Note that the conditional probability distribution function of \(X\) given that \(Y = y\), the conditional expectation of \(X\) given that \(Y = y\) can be as follows: \[F_{Y|X}(x|y) = P(X \le x | Y = y) = \int_ {-\infty}^x f_{X|Y}(t|y) \, dt\] and \[\mathrm{E}(X|Y = y) = \int_{-\infty}^{\infty} x f_{X|Y}(x|y) \, dx,\] where \(f_Y(y) > 0\).

Note that if \(X\) and \(Y\) are independent, then \(f_{X|Y}\) coincides with \(f_X\) because \[f_{X|Y}(x|y) = \frac{f(x,y)}{f_Y(y)} =\frac{f_X(x)f_Y(y)}{f_Y(y)} = f_X(x).\]

2.6 Central Limit Theorem

This section introduces the Central Limit Theorem, which is an important theorem in probability theory. It states that the mean of \(n\) independent and identically distributed random variables has an approximate normal distribution given a sufficiently large \(n\). This applies to a collection of random variables from any distribution with a finite mean and variance. In summary we can use the Central Limit Theorem to extract probabilistic information about the sums of independent and identical random variables.

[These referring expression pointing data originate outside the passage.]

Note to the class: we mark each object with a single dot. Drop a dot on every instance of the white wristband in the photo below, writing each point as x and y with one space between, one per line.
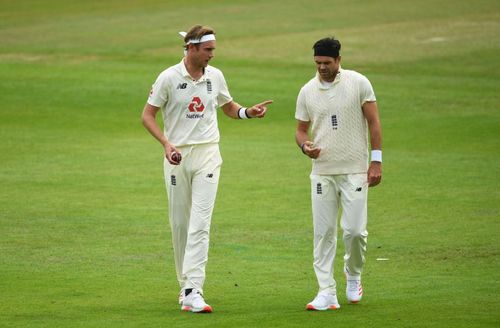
242 113
377 156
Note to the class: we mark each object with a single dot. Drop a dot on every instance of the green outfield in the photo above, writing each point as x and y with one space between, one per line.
84 236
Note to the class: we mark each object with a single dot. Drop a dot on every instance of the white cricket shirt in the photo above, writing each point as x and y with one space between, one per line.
189 108
338 125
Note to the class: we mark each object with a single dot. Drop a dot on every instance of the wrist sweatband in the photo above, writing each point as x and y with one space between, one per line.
302 148
377 156
242 113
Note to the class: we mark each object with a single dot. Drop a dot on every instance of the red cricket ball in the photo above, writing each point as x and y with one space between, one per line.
176 157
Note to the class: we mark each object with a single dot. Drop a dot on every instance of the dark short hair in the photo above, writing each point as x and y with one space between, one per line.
327 47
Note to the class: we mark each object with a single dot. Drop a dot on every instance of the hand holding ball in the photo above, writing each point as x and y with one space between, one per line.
176 157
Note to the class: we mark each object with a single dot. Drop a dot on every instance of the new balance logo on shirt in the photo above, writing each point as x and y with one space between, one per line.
209 86
335 123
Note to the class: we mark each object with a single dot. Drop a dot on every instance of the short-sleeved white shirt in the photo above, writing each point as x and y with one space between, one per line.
338 125
189 108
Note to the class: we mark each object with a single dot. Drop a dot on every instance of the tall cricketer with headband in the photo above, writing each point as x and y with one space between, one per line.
188 95
339 108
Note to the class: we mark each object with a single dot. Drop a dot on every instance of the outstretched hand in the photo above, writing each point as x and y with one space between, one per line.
172 154
259 110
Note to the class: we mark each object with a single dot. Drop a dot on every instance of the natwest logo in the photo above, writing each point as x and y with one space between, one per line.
196 105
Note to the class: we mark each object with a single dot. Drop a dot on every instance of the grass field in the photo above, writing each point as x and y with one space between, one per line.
84 237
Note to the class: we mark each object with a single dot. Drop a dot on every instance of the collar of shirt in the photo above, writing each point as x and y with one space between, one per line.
186 74
325 86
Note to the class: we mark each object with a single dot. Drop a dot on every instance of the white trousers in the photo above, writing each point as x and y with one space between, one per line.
334 195
192 189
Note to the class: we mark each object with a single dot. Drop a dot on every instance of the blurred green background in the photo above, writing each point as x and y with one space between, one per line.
84 234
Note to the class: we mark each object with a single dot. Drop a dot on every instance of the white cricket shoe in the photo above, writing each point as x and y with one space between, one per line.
323 301
354 290
194 302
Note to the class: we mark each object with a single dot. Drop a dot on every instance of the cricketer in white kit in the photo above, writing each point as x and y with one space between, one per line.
188 95
338 107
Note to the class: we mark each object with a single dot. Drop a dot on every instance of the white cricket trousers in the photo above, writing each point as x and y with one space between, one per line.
192 188
331 195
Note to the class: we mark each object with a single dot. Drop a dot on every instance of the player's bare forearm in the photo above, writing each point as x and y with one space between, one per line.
232 109
149 121
370 111
302 139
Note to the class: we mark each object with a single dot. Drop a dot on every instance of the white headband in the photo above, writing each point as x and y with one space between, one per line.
205 38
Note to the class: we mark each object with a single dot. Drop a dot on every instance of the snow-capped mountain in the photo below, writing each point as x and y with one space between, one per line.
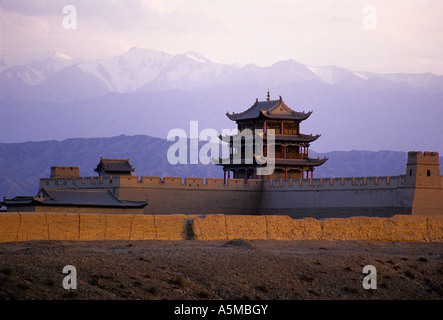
36 72
60 78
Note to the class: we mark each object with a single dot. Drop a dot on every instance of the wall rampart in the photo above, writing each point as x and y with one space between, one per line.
335 183
81 182
97 227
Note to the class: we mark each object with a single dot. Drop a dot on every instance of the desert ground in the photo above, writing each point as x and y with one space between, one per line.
221 270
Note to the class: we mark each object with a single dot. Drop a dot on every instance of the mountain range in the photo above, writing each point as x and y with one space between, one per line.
60 78
149 92
23 164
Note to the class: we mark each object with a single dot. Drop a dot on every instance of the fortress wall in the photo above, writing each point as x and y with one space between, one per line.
357 183
319 198
428 202
89 227
98 227
337 197
193 195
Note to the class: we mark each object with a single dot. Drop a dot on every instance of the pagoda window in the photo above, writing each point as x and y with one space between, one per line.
276 125
290 128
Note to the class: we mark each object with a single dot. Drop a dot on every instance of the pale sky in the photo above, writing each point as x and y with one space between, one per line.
362 35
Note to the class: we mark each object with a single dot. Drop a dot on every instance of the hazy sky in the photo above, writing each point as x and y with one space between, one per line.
367 35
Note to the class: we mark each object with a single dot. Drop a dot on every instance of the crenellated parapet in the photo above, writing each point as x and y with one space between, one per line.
350 183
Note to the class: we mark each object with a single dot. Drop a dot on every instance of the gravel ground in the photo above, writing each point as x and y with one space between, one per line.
196 270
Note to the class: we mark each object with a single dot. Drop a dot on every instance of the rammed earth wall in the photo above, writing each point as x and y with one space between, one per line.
418 192
98 227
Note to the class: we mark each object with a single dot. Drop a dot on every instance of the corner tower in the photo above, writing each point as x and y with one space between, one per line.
423 170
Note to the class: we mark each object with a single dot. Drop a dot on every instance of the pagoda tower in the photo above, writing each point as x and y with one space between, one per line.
291 147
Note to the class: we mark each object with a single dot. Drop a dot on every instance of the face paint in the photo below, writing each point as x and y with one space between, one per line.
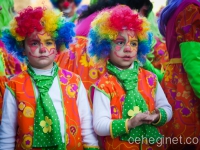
124 49
40 48
43 43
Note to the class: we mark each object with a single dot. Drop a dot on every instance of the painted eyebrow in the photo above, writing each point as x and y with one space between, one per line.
49 40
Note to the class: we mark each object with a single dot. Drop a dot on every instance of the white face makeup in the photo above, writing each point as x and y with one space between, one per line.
40 49
124 49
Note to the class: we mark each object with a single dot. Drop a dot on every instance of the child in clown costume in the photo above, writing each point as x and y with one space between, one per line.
9 65
68 7
131 100
45 107
180 24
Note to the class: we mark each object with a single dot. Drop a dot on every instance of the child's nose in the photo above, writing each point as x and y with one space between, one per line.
127 48
42 49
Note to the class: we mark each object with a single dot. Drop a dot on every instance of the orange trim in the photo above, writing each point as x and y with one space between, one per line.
126 126
111 133
89 146
83 37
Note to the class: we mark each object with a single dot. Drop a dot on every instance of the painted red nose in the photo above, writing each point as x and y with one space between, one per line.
66 4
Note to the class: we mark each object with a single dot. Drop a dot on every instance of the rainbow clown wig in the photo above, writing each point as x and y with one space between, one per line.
36 19
107 24
55 2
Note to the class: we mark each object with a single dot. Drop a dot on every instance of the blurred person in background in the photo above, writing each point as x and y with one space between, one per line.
9 65
76 58
180 25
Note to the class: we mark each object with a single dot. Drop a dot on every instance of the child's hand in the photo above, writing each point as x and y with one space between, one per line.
155 115
139 119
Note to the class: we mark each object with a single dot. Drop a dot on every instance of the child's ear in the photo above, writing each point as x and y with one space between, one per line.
24 54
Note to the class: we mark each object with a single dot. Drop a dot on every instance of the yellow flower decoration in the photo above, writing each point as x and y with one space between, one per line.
27 142
86 62
13 26
50 20
93 73
46 124
134 112
21 106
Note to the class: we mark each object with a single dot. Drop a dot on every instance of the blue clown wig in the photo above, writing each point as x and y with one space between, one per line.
55 2
30 20
109 22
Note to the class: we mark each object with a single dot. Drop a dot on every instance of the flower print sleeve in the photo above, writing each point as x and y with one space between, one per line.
8 122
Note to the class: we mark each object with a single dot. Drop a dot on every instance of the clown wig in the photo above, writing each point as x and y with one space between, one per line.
30 20
167 12
55 2
105 28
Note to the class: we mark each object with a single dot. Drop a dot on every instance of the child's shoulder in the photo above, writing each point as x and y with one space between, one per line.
145 72
22 75
67 73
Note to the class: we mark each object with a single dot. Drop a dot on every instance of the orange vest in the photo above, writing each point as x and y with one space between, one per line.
22 88
3 80
109 84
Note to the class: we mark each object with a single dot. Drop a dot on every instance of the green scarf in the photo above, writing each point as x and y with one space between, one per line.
46 122
129 81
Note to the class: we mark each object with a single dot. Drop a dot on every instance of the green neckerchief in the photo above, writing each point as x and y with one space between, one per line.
46 122
129 81
73 18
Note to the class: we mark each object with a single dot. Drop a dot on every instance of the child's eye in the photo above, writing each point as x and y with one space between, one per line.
121 43
134 44
49 43
34 43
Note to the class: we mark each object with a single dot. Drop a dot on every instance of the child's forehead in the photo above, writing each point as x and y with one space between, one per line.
127 33
42 35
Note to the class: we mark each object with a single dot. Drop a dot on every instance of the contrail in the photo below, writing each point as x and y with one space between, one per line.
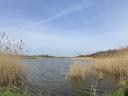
69 11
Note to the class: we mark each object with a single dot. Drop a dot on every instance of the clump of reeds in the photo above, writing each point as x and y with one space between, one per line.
78 71
116 65
11 70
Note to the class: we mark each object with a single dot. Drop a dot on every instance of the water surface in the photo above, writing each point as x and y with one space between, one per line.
49 78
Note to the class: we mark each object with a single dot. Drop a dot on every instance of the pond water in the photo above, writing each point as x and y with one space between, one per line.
49 78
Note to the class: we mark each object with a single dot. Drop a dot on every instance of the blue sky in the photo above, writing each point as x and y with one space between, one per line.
66 27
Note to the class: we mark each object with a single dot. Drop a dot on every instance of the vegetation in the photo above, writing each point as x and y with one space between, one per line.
10 91
12 72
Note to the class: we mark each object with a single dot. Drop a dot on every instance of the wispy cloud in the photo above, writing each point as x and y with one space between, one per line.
74 8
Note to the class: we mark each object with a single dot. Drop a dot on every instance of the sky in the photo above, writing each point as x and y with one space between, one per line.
66 27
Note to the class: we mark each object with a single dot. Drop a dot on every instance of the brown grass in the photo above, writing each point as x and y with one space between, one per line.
11 69
116 65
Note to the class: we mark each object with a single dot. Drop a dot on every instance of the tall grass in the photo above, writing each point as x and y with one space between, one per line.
11 70
116 65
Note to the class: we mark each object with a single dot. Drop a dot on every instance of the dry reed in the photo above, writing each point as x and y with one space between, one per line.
11 69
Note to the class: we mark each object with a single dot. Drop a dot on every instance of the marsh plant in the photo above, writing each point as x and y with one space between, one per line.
12 72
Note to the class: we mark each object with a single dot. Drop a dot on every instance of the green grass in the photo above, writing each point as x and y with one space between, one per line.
9 91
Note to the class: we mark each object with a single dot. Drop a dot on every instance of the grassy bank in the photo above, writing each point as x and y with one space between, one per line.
10 91
12 72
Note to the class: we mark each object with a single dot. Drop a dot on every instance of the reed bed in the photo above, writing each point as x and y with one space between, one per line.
116 65
11 70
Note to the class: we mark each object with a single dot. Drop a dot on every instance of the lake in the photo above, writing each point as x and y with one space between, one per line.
49 77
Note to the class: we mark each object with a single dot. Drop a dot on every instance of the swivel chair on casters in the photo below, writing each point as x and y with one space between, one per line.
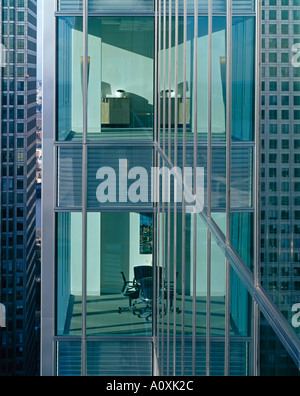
131 291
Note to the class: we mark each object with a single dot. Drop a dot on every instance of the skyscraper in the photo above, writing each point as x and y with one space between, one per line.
280 172
150 215
18 350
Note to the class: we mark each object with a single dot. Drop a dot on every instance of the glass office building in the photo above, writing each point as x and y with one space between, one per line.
280 164
151 173
18 340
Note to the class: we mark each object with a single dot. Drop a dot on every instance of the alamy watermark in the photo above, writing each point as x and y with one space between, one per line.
139 185
296 56
2 316
3 55
296 317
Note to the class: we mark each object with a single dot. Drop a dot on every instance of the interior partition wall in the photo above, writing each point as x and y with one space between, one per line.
136 86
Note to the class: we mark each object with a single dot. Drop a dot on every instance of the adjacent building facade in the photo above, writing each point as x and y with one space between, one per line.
18 343
151 167
280 241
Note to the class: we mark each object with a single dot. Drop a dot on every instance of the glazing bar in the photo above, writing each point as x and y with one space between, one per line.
228 177
84 184
164 72
209 172
159 76
183 203
175 186
155 215
256 312
169 204
194 324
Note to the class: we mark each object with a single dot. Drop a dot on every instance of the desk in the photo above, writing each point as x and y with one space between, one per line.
180 111
115 111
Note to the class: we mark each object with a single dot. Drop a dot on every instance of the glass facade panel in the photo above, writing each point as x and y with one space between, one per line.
118 302
120 98
68 359
69 274
69 175
156 276
69 98
119 359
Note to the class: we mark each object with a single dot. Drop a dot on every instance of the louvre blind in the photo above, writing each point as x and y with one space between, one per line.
148 5
69 359
69 189
119 358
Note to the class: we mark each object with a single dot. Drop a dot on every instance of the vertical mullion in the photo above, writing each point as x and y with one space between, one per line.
175 185
84 185
169 203
158 178
164 73
256 311
184 203
162 283
195 184
209 172
228 177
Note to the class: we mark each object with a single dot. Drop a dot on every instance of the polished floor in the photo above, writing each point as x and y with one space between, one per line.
103 317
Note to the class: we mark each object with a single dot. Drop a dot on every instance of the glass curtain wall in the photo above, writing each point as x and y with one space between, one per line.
172 90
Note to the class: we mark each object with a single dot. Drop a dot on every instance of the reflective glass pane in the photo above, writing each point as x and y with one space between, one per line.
119 358
69 274
69 103
120 247
68 359
120 98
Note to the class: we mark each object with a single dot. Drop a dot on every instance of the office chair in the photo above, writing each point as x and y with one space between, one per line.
146 296
142 271
131 291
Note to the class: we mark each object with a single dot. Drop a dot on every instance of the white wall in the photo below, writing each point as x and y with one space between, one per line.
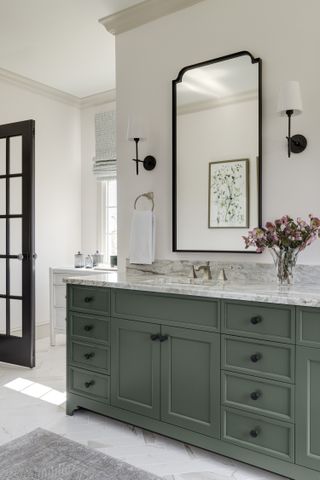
150 57
57 180
90 188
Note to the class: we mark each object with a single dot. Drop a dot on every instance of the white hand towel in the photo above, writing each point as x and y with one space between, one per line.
142 238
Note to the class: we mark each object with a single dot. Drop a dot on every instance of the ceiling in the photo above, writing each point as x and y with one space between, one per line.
60 43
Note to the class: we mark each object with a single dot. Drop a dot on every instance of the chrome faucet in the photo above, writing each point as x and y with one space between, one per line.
206 271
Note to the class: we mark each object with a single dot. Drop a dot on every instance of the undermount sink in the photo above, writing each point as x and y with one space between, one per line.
179 281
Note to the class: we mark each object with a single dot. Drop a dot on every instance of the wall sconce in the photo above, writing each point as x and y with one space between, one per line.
290 104
135 133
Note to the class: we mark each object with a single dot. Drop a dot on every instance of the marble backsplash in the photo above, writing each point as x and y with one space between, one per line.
235 272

Let \(X_1, X_2, \ldots\) be a sequence of i.i.d. random variables with a finite mean \(\mathrm{E}[X_i] = \mu\) and finite variance \(\mathrm{Var}[X_i] = \sigma^2\). Let \(Z_n\) be the normalised average of the first \(n\) random variables \[\begin{aligned} Z_n &= \frac{\sum_{i=1}^n X_i/n - \mu}{\sigma/\sqrt{n}} \\ &= \frac{X_1 + X_2 + \ldots + X_n - n\mu}{\sigma \sqrt{n}}. \end{aligned}\] Then \(Z_n\) converges in distribution to a standard normal distribution.